Литмир - Электронная Библиотека
Содержание  
A
A

Пустую миску я двигаю к Хайдрун Гаст, к ее левой руке, пока миска не натыкается на мизинец. Хайдрун облизывает непригодившуюся ложку и вытирает о куртку, будто бы не я ел, а она. А может, Хайдрун Гаст больше не различает: ест ли она, или только глядит, как едят. Или же ей хочется сделать вид, будто она ела. Так или иначе, видно, как ее Ангел голода разлегся у нее в щели рта: снаружи он милостиво-бледный, а изнутри — темно-синий. Не исключено, что он даже стал там весами. И, пожалуй, взвешивает оставшиеся ей дни, как капустные ошметки в суповой водице. Но вполне возможно, что он, позабыв о Хайдрун Гаст, уже переставил весы под мой нёбный язычок. Что он во время еды прикидывал, сколько можно с меня взять и когда.

У меня есть план

Когда Ангел голода будет меня взвешивать, я обдурю его весы.

Я стану таким же легким, как мой сбереженный хлеб.

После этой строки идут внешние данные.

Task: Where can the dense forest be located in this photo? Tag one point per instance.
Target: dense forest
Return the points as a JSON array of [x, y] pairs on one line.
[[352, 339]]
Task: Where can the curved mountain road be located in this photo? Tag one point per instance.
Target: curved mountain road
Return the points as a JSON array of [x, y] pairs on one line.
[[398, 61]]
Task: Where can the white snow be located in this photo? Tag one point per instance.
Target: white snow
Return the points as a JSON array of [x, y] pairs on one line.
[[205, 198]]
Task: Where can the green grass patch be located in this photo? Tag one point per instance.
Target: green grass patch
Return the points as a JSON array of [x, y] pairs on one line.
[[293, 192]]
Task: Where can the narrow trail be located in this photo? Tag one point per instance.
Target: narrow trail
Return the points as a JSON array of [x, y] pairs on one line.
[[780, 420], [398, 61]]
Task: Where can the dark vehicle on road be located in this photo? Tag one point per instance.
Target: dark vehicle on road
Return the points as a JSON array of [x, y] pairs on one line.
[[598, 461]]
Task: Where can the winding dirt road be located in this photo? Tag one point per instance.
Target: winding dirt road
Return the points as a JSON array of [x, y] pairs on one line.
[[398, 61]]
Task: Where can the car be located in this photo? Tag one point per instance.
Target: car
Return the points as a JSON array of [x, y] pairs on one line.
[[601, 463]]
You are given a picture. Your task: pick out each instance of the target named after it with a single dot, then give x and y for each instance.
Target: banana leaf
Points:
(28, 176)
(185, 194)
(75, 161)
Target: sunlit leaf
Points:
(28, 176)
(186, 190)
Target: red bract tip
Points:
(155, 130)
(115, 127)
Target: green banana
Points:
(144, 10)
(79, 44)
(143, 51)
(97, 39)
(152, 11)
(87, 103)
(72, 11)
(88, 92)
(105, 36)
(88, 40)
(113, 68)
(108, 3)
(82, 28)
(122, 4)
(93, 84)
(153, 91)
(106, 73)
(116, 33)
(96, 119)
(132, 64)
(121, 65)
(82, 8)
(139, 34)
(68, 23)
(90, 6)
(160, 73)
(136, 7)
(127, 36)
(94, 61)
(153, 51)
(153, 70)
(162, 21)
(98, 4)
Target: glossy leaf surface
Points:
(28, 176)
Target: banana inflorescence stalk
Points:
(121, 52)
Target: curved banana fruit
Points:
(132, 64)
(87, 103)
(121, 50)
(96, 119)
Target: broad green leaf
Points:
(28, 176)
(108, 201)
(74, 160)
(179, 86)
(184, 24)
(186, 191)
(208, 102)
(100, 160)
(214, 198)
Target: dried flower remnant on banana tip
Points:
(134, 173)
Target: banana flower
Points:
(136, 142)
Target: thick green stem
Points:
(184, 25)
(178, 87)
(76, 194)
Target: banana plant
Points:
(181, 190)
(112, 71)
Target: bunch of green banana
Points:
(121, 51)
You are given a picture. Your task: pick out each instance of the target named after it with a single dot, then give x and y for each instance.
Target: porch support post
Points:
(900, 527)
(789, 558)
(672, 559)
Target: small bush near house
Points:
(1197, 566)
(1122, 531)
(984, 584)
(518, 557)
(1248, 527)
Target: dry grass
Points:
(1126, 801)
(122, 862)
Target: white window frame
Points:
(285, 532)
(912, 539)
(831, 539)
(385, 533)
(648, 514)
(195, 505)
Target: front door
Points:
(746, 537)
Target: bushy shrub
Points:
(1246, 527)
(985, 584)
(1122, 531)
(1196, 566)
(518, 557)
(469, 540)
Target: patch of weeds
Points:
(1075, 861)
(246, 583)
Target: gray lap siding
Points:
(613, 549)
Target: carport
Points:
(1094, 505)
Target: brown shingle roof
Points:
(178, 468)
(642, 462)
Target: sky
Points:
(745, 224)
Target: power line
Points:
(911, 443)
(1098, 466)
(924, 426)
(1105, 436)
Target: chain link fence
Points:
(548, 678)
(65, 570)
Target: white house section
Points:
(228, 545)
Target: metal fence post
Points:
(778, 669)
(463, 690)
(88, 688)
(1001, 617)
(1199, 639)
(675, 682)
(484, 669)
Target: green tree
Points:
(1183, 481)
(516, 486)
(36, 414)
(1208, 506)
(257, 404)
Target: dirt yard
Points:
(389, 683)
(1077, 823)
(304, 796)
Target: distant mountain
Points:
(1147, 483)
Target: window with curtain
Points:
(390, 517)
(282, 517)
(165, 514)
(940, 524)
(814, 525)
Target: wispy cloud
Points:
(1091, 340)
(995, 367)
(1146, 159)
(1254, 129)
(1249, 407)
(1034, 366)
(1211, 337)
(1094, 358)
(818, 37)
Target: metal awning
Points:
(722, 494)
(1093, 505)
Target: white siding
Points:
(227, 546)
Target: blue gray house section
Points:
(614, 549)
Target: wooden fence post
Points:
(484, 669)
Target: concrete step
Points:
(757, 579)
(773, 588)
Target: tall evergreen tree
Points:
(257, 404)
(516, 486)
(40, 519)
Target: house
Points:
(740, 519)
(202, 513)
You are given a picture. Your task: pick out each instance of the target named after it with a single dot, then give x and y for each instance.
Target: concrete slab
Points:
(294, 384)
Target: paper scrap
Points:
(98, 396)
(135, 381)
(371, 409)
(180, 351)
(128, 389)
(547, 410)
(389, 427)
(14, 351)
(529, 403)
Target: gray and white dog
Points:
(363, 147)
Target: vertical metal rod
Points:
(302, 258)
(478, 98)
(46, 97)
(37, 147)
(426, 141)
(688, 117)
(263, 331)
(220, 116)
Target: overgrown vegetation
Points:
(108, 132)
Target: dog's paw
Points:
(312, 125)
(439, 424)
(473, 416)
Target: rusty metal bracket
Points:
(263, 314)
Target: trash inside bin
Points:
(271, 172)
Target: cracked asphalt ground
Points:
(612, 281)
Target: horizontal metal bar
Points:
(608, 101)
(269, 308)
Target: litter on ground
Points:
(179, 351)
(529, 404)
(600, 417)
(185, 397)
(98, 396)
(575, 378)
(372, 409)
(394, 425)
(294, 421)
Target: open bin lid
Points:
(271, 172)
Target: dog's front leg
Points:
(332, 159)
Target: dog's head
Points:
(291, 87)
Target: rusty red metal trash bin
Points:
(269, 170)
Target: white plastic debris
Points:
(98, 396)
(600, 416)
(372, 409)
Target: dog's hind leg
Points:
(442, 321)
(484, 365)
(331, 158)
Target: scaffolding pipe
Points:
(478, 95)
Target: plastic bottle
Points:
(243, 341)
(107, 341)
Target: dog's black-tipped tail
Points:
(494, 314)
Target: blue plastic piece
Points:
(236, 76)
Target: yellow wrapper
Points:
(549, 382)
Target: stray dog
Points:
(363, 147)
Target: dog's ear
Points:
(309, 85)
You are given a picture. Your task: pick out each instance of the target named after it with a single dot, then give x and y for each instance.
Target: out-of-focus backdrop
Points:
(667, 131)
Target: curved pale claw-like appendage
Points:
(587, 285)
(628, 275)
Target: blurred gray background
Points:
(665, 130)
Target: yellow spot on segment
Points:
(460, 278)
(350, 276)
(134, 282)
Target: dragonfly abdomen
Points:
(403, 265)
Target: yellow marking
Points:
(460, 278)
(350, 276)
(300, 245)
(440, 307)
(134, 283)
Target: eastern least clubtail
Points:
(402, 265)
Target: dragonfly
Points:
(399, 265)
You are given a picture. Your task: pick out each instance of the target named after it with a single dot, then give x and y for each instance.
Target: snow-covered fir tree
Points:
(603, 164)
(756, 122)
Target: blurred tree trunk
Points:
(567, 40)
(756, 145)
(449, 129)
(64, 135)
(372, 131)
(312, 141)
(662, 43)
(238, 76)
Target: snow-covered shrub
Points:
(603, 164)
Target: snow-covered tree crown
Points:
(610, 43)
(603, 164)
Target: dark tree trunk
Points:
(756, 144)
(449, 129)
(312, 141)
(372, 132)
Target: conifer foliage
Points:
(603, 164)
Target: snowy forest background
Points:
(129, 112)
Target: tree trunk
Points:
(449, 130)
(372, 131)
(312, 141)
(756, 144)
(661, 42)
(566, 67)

И таким же черствым — не откусить. «Вот увидишь, — говорю себе, — это краткий план, но он годен на долгий срок».

Жестяной поцелуй

После вечерней еды я пошел на ночную смену в подвал. Небо прояснилось. Со стороны русской деревни подлетела к лагерю птичья стая, схожая с серым ожерельем. Не знаю: щебетали ли птицы в просветлевшем небе или у меня во рту, у нёбной занавески. Не знаю также: издавали ли они щебет клювами или лапками, потирая их друг о друга, — а может, у них были в крыльях старые кости без хрящей.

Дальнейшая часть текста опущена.